Human Resources

C-suite career advice: Ann Stewart, Maxus Canada

Ann Stewart

  Company: Maxus Canada

  Job Title: President

  Location: Toronto, Canada


What was the most valuable piece of career advice that you received?
Love what you do…. Always.

This is the best career advice I was given by my high school teacher who was a mentor and driver of my career in marketing and advertising. These words have given me the passion and drive to keep me motivated to climb the corporate ladder, especially during times of unrest and uncertainty in my personal and business life. If you love what you do it makes working for a living richer, easier and at the end of the day fun to experience.

What was the worst piece of business advice that you received?
Follow the rules. 

Although having rules and structure are important, especially in larger organizations where people need guidelines /policies to run effectively and efficiently, a good leader is someone who can adapt, change and is willing to break the rules. Breaking the rules (legally) allowed me to take chances, try new things and ultimately be a braver person. The choices I made throughout my career were because I didn’t always follow the rules. It gave me opportunities to learn, fail and realize successes are worth every chance I took and ultimately made me love what I do. 

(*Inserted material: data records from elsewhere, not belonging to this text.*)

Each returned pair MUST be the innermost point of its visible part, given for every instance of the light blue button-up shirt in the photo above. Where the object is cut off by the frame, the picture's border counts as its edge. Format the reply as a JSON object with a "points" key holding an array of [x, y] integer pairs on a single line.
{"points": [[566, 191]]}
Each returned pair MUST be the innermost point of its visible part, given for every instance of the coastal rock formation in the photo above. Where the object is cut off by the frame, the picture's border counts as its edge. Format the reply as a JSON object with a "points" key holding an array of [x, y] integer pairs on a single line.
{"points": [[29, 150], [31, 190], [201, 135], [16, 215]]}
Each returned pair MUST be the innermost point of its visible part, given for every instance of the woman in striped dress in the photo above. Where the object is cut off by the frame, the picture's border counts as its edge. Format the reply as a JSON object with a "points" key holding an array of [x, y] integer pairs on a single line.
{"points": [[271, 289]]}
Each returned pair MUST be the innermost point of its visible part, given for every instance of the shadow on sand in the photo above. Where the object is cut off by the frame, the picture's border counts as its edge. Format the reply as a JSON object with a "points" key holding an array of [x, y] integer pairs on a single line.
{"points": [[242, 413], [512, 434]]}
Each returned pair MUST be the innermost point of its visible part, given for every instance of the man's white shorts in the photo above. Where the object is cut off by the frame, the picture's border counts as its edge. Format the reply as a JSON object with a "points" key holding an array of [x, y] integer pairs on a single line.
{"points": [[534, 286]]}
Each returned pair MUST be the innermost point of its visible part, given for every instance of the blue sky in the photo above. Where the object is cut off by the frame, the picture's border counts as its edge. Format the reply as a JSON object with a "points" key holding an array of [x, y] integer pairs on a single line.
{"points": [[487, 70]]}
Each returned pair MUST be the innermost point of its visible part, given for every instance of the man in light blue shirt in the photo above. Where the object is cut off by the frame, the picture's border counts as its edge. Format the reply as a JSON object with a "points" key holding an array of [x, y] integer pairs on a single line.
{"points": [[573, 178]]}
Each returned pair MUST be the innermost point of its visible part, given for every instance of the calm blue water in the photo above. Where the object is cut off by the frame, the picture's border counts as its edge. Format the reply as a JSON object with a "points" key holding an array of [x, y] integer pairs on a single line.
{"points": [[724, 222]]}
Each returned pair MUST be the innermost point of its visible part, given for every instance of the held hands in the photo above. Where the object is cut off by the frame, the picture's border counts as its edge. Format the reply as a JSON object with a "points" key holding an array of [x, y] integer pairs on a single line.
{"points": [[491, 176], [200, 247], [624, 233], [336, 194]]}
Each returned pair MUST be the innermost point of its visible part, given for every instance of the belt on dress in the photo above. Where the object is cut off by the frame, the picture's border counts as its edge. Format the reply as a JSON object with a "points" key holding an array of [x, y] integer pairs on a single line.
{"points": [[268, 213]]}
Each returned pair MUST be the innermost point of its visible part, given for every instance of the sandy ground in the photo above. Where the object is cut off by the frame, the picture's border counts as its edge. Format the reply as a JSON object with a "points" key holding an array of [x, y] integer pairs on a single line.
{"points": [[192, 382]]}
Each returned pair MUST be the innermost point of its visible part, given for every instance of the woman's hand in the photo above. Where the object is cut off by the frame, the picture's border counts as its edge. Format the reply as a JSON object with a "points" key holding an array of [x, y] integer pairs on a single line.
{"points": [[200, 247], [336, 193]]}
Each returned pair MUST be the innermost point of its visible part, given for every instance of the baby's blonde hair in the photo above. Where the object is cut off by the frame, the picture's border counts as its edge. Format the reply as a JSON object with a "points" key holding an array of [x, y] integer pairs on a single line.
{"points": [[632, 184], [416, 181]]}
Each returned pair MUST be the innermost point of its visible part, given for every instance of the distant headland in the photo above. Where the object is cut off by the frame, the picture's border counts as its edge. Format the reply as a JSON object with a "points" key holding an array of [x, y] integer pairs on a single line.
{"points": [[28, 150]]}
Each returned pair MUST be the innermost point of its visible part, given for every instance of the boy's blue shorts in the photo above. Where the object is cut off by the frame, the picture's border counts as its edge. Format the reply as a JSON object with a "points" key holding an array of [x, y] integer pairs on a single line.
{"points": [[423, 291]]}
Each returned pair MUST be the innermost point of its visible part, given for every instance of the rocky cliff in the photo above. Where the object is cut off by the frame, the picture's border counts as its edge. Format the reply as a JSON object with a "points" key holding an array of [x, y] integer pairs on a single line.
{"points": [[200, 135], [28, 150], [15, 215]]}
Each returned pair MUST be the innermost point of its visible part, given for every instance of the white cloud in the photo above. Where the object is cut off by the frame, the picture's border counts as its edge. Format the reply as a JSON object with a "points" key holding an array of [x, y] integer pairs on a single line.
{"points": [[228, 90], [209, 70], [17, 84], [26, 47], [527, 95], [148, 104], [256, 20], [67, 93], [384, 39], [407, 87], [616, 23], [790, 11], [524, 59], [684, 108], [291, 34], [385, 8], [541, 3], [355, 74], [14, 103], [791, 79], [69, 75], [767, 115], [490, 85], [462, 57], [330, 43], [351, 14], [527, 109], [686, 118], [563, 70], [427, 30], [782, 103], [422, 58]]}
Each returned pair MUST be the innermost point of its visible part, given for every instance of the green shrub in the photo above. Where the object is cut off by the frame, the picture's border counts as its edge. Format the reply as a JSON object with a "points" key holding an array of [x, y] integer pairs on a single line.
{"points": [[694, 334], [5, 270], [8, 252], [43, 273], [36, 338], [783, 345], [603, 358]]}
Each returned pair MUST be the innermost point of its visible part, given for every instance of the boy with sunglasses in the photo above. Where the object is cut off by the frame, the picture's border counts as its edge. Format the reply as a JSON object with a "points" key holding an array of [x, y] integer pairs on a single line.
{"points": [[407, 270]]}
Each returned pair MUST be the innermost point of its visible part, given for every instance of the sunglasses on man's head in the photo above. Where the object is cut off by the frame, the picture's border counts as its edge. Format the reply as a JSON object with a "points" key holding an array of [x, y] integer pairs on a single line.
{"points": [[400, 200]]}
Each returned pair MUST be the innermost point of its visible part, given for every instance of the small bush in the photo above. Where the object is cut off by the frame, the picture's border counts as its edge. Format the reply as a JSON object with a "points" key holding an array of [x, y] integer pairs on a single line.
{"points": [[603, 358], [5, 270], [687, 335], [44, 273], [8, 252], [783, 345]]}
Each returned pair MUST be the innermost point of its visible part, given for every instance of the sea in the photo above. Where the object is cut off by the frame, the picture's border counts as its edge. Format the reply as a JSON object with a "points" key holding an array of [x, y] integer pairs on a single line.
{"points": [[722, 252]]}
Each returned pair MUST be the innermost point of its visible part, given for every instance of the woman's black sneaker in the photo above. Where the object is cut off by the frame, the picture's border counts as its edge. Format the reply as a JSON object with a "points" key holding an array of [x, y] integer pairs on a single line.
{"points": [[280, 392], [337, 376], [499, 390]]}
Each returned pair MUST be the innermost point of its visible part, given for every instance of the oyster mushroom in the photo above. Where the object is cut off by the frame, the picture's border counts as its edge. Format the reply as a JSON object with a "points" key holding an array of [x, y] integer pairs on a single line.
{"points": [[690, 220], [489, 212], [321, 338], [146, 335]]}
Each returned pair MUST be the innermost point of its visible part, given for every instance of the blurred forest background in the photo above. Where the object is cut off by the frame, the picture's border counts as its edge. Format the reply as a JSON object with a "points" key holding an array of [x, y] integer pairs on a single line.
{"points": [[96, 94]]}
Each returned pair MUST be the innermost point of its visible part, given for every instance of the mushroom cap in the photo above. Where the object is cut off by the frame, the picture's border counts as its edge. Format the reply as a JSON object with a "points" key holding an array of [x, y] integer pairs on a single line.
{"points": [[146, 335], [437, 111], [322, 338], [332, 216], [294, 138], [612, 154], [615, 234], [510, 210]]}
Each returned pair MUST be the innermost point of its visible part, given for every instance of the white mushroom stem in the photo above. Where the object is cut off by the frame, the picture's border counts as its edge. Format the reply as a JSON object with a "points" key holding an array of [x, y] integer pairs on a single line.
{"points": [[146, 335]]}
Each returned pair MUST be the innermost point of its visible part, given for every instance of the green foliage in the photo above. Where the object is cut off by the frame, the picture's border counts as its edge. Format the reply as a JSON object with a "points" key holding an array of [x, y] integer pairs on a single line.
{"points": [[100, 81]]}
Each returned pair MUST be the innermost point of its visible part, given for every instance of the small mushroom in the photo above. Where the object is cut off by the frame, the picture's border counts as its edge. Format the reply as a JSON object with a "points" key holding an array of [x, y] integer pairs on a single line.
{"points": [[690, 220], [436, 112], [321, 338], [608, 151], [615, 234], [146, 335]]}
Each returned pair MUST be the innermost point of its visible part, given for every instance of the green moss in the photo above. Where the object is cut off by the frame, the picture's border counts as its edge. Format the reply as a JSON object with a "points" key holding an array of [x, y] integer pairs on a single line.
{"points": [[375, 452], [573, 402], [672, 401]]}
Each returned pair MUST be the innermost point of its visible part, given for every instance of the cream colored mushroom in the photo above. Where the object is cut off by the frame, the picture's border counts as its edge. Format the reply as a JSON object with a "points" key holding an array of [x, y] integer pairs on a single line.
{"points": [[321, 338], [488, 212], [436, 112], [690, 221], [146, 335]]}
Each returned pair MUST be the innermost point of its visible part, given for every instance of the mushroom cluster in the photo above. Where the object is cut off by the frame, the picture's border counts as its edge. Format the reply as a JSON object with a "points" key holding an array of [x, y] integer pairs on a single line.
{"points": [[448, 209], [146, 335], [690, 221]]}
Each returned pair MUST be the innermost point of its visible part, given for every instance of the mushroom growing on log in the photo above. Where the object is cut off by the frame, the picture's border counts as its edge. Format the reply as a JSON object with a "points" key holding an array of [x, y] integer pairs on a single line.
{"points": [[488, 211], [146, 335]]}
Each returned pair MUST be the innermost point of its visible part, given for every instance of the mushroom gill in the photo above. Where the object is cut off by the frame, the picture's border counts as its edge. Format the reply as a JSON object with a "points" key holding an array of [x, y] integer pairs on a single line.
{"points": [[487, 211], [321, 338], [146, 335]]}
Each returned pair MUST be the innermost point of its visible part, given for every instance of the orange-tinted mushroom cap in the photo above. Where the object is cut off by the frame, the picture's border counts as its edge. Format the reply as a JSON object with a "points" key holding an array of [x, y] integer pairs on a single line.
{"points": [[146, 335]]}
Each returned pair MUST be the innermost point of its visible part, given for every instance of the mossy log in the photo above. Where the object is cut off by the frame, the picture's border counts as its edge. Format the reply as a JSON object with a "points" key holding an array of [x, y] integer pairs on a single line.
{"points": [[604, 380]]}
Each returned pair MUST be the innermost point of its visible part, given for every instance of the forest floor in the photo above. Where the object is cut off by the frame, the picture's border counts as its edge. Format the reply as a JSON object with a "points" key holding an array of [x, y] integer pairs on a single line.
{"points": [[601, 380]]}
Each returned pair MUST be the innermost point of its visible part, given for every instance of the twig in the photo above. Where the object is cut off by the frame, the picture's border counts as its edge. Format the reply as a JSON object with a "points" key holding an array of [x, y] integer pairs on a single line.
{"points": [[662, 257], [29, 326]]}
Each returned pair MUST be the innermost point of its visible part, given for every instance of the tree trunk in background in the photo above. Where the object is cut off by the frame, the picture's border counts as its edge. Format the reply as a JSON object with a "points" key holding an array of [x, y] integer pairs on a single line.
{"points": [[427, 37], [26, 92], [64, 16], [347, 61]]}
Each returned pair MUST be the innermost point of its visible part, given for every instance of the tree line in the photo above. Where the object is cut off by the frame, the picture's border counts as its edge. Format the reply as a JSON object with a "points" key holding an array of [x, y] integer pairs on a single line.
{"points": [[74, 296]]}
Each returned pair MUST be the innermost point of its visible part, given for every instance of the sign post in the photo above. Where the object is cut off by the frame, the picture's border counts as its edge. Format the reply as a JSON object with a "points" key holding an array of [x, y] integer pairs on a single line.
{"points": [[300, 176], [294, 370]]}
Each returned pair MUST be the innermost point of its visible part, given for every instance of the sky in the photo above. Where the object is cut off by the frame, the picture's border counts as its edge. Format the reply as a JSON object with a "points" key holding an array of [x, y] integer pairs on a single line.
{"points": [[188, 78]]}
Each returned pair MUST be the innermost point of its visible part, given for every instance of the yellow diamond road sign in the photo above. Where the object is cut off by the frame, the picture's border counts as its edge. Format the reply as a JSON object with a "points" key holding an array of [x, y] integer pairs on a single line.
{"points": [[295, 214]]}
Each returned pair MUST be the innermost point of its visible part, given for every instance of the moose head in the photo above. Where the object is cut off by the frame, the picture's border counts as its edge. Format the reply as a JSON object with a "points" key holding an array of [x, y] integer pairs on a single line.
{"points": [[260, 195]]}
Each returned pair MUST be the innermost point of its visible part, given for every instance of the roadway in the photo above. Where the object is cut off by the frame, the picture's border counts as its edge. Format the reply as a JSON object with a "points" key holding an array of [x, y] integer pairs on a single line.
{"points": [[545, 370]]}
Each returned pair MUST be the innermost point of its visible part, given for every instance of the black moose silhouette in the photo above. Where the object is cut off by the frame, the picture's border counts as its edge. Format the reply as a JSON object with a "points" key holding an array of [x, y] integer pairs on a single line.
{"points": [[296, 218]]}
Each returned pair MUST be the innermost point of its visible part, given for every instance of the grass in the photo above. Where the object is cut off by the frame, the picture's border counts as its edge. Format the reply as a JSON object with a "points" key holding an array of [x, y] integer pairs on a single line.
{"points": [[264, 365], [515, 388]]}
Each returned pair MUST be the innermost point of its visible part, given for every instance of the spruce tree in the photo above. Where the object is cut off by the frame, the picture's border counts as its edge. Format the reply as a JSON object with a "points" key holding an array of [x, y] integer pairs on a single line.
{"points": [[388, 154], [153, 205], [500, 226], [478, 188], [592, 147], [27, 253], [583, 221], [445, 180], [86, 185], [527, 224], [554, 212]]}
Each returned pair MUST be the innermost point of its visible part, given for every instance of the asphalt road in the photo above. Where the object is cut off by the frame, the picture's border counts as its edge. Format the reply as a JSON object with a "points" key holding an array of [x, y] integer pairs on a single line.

What advice would you give to someone starting their career in the tech industry?
Embrace the past, as well.

Great advice that came from my mother is learning and respecting history. I have used this throughout my career in business. To be a strong leader today it is important to have both a good understanding of the future but also of the past. I have found that it actually helps develop and drive new initiatives and stimulate the imagination.

I see so many young, ambitious and talented people starting off in the tech world and what they all share is the passion to show and learn the new. What would make them invaluable individuals is to listen and learn from people/processes that are relevant from the past. There is so much to learn from our past and merging it with the new is a valuable skill.

What tips would you give to someone aiming for a c-level position?
Getting to a C-level position is hard work and once there it is even harder work.

To quote Darwin, “Leadership Is All About Adaptability…those who survive are neither the strongest nor the most intelligent, it’s those that can adapt to change.”

Learn to embrace many skill sets, because as you move up the ladder you need to be many things to many people. The job becomes less about your specialization and more about knowing a lot about everything - areas where you may not be as comfortable with, but the business requires your leadership and decision making. Therefore, another important tip would be to surround yourself with great people, whom you trust. People who you feel could do your job and you should not feel threatened by them, but learn from them. My success has come from the people that I have surrounded myself with throughout my career. I have given as much as taken from every working relationship. 

Are you particularly proud of any career advice that you’ve given or the career route/development of anyone you’ve mentored?
I’m most proud that people feel that they can come to me about career advice and I have mentored many young and lately, tenured people who are looking to change career paths. Listening with my ears and eyes is one of my strongest skills and giving people time to talk allows me to guide them in areas they have never thought of for a career. I have an open door philosophy that includes positive reinforcement and difficult discussions about people’s careers. Sometimes having difficult discussions helps people recognize their areas of growth and opportunity. 

I enjoy the fact that I get to spend time with all my staff.  Our “_____(lunch/breakfast/coffee) with the President” program allows me to sit one on one with each individual to find about their goals and dreams. And on the way I learn a little something for myself.